- Kip Fulks, a longtime partner at Under Armour with CEO Kevin Plank, will take a sabbatical from the company, The Wall Street Journal reports.
- The sportswear company is also exploring the exit of its tennis and other outdoor categories, according to sources who spoke with the Journal.
- Under Armour shares have declined more than 40 percent in 2017.
Meantime, the athletic apparel and shoe maker is also exploring the exit of its tennis and other outdoor categories, according to sources familiar with the matter who spoke to the Journal.
Under Armour shares dropped Tuesday afternoon on the news, with the stock shedding more than 3 percent in afternoon trading. Under Armour shares have declined more than 40 percent in 2017.
Fulks has changed roles numerous times while at Under Armour. Most recently, he held the title of strategic advisor, having worked in product, marketing, sourcing and operations.
Fulks began his leave from work earlier this month, sources told the Journal.

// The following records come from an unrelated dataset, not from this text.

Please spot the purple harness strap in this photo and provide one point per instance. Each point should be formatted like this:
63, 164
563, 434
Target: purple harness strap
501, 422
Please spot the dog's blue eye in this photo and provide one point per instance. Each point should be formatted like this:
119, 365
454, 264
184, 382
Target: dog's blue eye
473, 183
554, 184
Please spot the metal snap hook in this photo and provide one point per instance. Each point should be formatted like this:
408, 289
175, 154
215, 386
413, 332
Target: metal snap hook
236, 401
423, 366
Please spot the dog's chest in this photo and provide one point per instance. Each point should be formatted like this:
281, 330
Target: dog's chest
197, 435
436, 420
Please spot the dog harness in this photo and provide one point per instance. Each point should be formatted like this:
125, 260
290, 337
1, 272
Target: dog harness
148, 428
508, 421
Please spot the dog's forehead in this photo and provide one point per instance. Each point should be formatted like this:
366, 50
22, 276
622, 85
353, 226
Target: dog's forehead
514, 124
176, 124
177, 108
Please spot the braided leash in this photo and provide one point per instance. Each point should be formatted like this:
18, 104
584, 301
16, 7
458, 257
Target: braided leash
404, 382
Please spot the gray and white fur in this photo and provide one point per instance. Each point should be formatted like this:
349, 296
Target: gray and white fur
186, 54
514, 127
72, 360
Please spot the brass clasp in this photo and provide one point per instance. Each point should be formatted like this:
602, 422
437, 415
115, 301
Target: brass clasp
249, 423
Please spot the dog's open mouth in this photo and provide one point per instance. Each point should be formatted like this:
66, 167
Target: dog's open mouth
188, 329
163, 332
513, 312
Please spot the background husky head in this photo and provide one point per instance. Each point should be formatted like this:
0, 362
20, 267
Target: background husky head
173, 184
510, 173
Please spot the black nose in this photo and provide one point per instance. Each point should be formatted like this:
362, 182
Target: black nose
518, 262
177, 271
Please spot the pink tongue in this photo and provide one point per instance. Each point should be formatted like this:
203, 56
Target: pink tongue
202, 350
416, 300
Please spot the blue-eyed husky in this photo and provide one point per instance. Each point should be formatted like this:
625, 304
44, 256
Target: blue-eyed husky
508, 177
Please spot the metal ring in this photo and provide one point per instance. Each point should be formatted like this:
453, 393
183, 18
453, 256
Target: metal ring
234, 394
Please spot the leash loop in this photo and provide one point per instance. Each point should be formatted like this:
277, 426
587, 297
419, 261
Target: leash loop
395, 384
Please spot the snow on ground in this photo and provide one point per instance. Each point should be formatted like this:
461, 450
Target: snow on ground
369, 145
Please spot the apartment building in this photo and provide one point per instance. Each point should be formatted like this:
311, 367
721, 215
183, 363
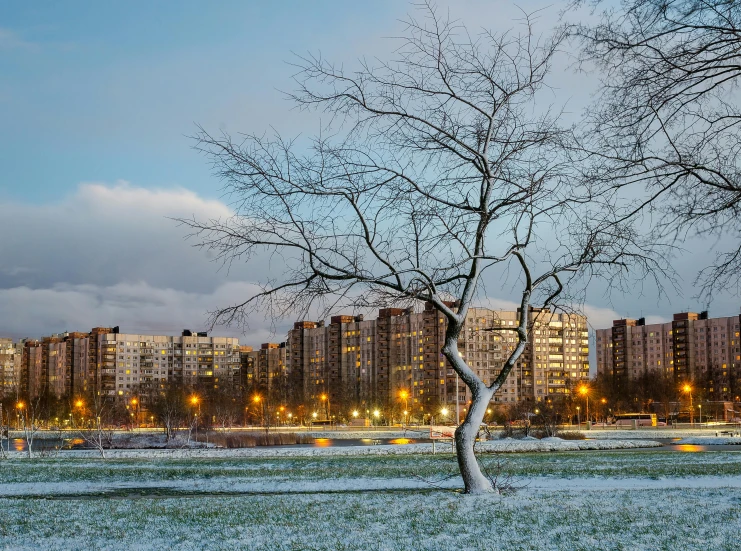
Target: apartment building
265, 372
10, 367
358, 361
129, 362
692, 347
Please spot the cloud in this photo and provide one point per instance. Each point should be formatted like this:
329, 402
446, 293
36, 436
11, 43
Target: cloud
11, 40
110, 254
106, 234
137, 308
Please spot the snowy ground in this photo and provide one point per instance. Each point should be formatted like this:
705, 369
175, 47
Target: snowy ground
506, 445
607, 500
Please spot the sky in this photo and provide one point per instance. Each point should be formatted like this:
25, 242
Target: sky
97, 103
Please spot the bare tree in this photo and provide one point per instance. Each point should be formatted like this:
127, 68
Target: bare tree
98, 433
438, 169
170, 408
28, 416
666, 119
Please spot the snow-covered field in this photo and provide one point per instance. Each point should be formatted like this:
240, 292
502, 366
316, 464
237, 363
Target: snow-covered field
567, 501
506, 445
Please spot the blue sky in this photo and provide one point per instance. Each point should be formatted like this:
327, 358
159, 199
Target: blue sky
101, 91
96, 102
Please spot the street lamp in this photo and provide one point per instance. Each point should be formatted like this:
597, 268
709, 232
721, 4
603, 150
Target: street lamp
325, 397
404, 395
19, 412
135, 403
688, 389
195, 401
584, 391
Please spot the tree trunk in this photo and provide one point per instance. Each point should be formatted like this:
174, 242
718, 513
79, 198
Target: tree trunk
475, 482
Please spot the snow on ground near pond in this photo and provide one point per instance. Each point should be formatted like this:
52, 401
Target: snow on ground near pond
228, 485
506, 445
710, 441
598, 501
573, 517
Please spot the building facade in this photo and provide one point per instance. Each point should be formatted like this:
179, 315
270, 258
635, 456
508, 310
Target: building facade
362, 363
106, 362
691, 348
10, 368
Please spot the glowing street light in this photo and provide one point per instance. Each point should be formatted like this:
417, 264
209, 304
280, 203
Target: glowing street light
688, 389
584, 391
324, 398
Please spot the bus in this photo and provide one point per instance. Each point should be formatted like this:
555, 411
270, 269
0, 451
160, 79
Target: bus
639, 419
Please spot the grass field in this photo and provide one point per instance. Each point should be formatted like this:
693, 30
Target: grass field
583, 500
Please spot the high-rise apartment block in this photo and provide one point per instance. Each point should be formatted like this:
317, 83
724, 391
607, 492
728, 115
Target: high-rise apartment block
354, 362
350, 362
10, 367
109, 363
690, 348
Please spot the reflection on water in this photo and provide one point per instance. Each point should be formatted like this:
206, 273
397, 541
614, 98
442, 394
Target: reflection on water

Notably, the sabbatical is a company benefit available to all employees with 10 years of service.
Plank and Fulks were college classmates.
As Under Armour struggles to grow in an increasingly competitive sportswear market, sources also told the Journal that the company is thinking about getting out of its smaller businesses, such as outdoor gear and fishing.
A representative from Under Armour declined to comment on these details.
Under Armour recorded its first losses as a public company earlier this year, and shares hit a record low when the retailer reported second-quarter earnings in August. At the time, Under Armor also announced plans to cut about 2 percent of its global workforce.
"After 6½ years of more than 20 percent top-line growth that ended in the fourth quarter of last year, we are clearly operating in a different environment, particularly in our largest market [of] North America," Plank said on a conference call with analysts and investors.
In August, Under Armour trimmed its earnings and sales expectations for the full year, as its gross margins remain under pressure.
The retailer expects adjusted earnings for the full year to fall between 37 cents and 40 cents per share, excluding any impacts from restructuring. Analysts had been forecasting Under Armour to earn 42 cents a share in 2017, according to Thomson Reuters estimates.
Under Armour expects full-year revenue to grow 9 to 11 percent, lower than its previous forecast of 11 to 12 percent growth.
Under Armour is set to report third-quarter earnings on Oct. 31.